[Ed Note: With the conclusion of the school year, Adam LaMascus, a senior History major at Oregon State University, completed a one-term internship in the Special Collections & Archives Research Center. What follows is his reflection on working with the Pauling Papers on a new project to document Pauling’s life-long association with the state of Oregon.]
The pilot program for SCARC internships was initiated in spring 2013, and consisted of three interns, Mike Dicianna, Buddy Martin and myself, Adam LaMascus. My internship’s goal was to do major preparatory work for the narrative of a new documentary history website focused on the story of Linus Pauling’s experiences in Oregon. This website will mirror the other six documentary history websites that already exist, in that it will include a narrative supported and amplified by a large volume of scanned primary source materials. The bulk of the contextual material to be published on the new site already exists in the form of blog posts here on the Pauling Blog. Therefore, the primary goal of this internship was to take these roughly 1,000-2,000 word posts and condense them down into approximately 45 pages of about 500-600 words in length – texts more suitable to the narrative format used on the documentary history sites.
The most difficult aspect of the project was reducing the size of the posts while maintaining their content in a meaningful way. Some posts were impossible to condense beyond a certain point, and ended up being split into multiple pages. In the past I have worked as the opinion editor for Linn-Benton Community College’s newspaper, The Commuter, and I have written countless other papers as a History major, so I was aware that editing is hard. However, I was surprised by just how difficult the process was for this project. How do you take the life of, for example, Pauline Pauling, one of Linus’s sisters, who lived to be over 100 and enjoyed an eventful life, then condense that to 500 words while maintaining the “heart” of the story? It was difficult, especially when trying to tell the story of a person. Whenever I would cut out a detail of a person’s life to make more space, I felt as though I were insulting their memory. It is nigh unto impossible to give a worthy description of a person’s life in 500 words, and indeed most of my texts ran a bit long.
By the end of the ten week project, roughly 35 of the required 45 narrative pages had been created. The main task remaining for whomever next assumes this project will be to write those last ten pages, most of which do not currently exist as blog posts. Once that is completed, they will be integrated into the new website as it is developed.
One of the more rewarding aspects of this project for me was the extent to it which it afforded me the opportunity to learn a great deal about Linus Pauling, his ancestors, and the state of Oregon in the first third of the twentieth century. I am now a graduate of OSU with a BA in History, so I found this to be a fascinating opportunity and thoroughly enjoyed the experience. Pauling was an unusually complex man with an unusually complex youth. I was especially struck by his verbosity in writing, most clearly shown by a journal entry from his freshman year, where he described in clinical detail how he had burned his right hand a few minutes earlier on the stove, and now had blisters of a certain size on certain digits of his hand. He was also a hopeless romantic, and a bit of a sap, which was very humanizing for me, as I am similar to him in that regard.
His dedication was likewise impressive; he worked at Caltech in Pasadena, California, and in only a couple of days drove to Salem, Oregon, for his wedding. He made the drive in an old Ford Model T with a max speed of 45 mph, and a max range of about 40 miles, on dirt roads, and after having received only about 10 minutes of driving practice right before he left. He rolled the car in the Siskiyou Mountains when he fell asleep at the wheel, but got the car fixed, and was only slightly late to the wedding. I used to live in Pasadena, and have made that same drive, which is about 850 miles. Cruising along on I-5 at 80-85 mph it still takes 15-ish hours, and yet Pauling made that drive almost 100 years ago with dramatically less technology, infrastructure, and practice. I take my hat off to him.

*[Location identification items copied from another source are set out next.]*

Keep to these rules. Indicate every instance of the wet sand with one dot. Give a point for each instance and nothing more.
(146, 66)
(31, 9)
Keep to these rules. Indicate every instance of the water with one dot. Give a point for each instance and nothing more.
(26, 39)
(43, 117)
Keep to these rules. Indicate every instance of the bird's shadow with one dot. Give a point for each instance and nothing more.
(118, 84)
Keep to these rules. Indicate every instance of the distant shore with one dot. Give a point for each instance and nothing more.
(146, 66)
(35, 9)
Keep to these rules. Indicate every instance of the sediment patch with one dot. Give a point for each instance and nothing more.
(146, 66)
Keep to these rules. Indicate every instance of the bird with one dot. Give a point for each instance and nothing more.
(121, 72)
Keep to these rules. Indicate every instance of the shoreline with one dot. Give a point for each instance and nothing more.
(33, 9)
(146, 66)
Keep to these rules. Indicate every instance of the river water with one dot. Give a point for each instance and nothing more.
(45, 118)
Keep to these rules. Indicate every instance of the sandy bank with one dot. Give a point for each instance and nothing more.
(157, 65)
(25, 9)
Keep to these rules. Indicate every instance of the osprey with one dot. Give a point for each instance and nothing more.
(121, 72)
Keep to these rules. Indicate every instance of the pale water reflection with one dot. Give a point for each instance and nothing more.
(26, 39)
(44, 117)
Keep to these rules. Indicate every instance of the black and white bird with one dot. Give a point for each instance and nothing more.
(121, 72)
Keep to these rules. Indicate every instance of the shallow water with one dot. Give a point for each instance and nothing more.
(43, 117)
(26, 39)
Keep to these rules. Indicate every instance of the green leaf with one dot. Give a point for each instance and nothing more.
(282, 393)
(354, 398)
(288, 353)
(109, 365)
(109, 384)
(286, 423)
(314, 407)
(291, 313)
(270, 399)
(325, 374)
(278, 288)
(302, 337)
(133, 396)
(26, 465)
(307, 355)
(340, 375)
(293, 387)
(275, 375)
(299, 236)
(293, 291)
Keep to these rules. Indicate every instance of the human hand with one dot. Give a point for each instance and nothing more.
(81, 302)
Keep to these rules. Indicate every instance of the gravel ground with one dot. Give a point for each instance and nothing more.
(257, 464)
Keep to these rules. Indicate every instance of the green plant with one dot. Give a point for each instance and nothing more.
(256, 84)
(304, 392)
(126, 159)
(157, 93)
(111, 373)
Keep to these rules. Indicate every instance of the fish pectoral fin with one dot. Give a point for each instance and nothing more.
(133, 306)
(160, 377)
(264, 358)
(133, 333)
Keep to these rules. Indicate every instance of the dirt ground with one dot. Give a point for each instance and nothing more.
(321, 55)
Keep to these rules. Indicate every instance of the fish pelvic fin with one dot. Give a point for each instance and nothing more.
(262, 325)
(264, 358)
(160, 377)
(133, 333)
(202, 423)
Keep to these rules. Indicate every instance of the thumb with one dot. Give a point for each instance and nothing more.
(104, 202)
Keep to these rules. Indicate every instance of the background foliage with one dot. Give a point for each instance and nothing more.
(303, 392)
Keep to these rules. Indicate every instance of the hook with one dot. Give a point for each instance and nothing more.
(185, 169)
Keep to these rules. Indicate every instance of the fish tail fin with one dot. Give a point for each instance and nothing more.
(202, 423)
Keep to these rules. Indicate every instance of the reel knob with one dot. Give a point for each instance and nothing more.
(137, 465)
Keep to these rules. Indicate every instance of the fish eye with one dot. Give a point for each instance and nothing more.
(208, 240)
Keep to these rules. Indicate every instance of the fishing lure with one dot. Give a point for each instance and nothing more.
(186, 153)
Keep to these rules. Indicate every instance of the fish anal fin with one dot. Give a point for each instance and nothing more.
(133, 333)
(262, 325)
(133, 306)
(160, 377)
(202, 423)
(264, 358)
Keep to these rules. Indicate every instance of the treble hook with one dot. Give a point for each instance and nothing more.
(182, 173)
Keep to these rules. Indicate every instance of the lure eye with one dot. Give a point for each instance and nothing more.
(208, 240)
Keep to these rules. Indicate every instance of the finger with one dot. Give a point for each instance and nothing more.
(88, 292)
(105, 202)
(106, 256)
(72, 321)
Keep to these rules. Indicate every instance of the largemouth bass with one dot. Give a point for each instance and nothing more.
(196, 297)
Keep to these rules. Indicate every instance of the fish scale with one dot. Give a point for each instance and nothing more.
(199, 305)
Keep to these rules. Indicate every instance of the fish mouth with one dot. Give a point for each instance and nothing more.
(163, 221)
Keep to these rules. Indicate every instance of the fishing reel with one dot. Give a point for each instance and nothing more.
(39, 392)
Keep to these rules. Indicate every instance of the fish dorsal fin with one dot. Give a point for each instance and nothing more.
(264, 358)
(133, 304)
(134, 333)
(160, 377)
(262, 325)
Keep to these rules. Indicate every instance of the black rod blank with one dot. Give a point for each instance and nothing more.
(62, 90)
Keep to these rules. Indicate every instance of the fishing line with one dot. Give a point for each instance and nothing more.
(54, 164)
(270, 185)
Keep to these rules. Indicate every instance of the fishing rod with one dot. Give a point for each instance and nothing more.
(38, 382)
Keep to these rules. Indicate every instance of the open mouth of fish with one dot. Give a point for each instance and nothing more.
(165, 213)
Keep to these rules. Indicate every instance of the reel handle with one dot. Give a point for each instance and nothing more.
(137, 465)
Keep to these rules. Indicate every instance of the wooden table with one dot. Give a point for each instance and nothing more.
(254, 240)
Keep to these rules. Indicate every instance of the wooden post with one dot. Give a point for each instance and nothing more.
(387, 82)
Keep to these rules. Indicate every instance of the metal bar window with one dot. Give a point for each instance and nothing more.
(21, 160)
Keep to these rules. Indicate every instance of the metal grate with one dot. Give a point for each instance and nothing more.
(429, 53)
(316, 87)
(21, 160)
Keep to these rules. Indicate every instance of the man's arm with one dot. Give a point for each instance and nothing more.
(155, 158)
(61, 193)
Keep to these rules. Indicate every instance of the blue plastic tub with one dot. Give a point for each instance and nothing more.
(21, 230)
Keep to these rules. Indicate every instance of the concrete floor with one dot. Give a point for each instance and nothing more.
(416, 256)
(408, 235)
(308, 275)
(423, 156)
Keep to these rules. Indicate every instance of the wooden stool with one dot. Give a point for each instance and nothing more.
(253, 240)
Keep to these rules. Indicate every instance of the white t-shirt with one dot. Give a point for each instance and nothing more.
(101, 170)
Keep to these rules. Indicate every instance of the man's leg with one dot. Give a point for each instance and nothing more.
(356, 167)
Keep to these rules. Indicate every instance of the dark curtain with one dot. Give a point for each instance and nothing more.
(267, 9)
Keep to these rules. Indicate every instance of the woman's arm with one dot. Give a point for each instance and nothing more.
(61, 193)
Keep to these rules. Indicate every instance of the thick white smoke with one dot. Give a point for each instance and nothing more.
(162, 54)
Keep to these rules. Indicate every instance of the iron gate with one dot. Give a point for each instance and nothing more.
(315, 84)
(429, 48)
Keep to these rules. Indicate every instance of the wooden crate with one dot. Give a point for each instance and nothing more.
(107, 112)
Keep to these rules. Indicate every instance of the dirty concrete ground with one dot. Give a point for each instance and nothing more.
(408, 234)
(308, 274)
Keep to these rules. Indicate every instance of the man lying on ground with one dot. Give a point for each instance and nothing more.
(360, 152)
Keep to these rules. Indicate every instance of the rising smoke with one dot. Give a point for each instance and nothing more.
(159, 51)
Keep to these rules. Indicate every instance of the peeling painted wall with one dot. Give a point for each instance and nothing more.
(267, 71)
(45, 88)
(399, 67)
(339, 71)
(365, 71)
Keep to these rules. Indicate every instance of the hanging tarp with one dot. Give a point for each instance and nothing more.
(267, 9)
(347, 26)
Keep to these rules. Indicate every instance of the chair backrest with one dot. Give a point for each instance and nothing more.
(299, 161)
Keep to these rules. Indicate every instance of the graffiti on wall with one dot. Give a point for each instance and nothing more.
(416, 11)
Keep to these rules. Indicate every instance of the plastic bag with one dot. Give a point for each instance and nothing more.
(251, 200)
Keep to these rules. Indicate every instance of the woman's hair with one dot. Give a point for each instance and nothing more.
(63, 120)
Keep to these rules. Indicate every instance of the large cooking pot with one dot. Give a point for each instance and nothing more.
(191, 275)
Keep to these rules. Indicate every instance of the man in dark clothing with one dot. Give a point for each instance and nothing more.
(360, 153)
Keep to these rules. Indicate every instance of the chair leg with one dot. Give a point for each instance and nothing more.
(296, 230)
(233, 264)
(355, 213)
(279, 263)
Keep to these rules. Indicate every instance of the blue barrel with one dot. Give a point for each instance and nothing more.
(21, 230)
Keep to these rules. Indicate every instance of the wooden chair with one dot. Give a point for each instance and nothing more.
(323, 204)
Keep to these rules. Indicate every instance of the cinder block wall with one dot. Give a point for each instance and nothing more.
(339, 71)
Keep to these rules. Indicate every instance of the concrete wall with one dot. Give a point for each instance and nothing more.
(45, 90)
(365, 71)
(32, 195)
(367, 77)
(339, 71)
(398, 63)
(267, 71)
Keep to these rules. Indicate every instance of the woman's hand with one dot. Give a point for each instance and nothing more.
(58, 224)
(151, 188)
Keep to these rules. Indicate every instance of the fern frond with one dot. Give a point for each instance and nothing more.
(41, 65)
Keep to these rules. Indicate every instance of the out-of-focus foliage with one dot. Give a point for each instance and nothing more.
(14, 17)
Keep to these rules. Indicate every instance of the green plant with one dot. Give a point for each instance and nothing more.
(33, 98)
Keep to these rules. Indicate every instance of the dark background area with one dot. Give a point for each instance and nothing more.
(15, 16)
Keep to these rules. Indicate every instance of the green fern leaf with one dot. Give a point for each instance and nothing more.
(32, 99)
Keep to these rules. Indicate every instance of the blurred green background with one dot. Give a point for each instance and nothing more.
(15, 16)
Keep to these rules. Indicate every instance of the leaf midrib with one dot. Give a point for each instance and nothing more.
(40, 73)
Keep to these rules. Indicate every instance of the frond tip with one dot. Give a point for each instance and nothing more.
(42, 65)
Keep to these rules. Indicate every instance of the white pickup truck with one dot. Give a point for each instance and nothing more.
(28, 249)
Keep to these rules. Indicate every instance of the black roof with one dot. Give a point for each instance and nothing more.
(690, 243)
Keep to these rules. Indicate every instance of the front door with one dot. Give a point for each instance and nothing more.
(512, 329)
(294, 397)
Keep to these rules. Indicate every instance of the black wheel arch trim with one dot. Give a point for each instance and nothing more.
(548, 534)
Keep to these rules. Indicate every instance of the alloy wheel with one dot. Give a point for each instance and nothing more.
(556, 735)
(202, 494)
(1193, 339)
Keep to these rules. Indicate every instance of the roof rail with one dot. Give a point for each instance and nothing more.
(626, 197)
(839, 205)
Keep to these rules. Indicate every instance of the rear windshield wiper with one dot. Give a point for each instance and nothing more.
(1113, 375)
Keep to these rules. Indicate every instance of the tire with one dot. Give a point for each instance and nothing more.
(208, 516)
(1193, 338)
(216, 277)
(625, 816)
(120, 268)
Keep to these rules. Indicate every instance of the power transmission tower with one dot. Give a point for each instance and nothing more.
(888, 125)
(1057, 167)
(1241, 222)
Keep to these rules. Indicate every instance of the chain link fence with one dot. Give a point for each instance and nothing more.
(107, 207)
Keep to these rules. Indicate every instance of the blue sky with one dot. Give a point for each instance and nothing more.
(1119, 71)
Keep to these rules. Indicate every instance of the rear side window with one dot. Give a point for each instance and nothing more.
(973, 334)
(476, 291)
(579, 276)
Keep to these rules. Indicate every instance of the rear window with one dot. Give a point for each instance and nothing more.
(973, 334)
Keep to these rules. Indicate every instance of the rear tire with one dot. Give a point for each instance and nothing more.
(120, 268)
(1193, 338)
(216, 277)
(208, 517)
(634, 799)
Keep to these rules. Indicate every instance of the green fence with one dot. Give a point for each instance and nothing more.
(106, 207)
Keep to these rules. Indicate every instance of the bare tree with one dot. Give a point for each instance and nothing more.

Furthermore, as a transplant who has become an Oregonian, it was very interesting to see that, even in the early twentieth century, Oregon was still very much existing in the time and spirit of “the Wild West.” Pictures of Corvallis from Pauling’s time here show dirt streets and wooden sidewalks. The changes that 80 years can bring about are amazing. Looking through old photographs from the 1920s, Corvallis is barely more than a collection of houses, there are no trees, and most of what we now know to be OSU doesn’t exist. The change that I found most amusing was that the rifle range, artillery range, and machine gun range set up on campus for the ROTC are now parking lots full of Toyota Priuses covered in “Peace” bumper stickers.
My internship reaffirmed my desire to work in a field where I can transmit information to, and teach, a public audience. The work environment at SCARC was highly enjoyable; it was relaxed, professional, and my supervisor was fantastic to work for. He was always present to provide assistance, and trusted me to be competent, and so never micromanaged. The environment and managerial style were perfect for me; I hope I can be fortunate enough to find a similar environment outside of SCARC. The internship was an excellent opportunity, and I am honored to have part of the program’s creation and testing. I’m sure that many students will benefit from it in the future.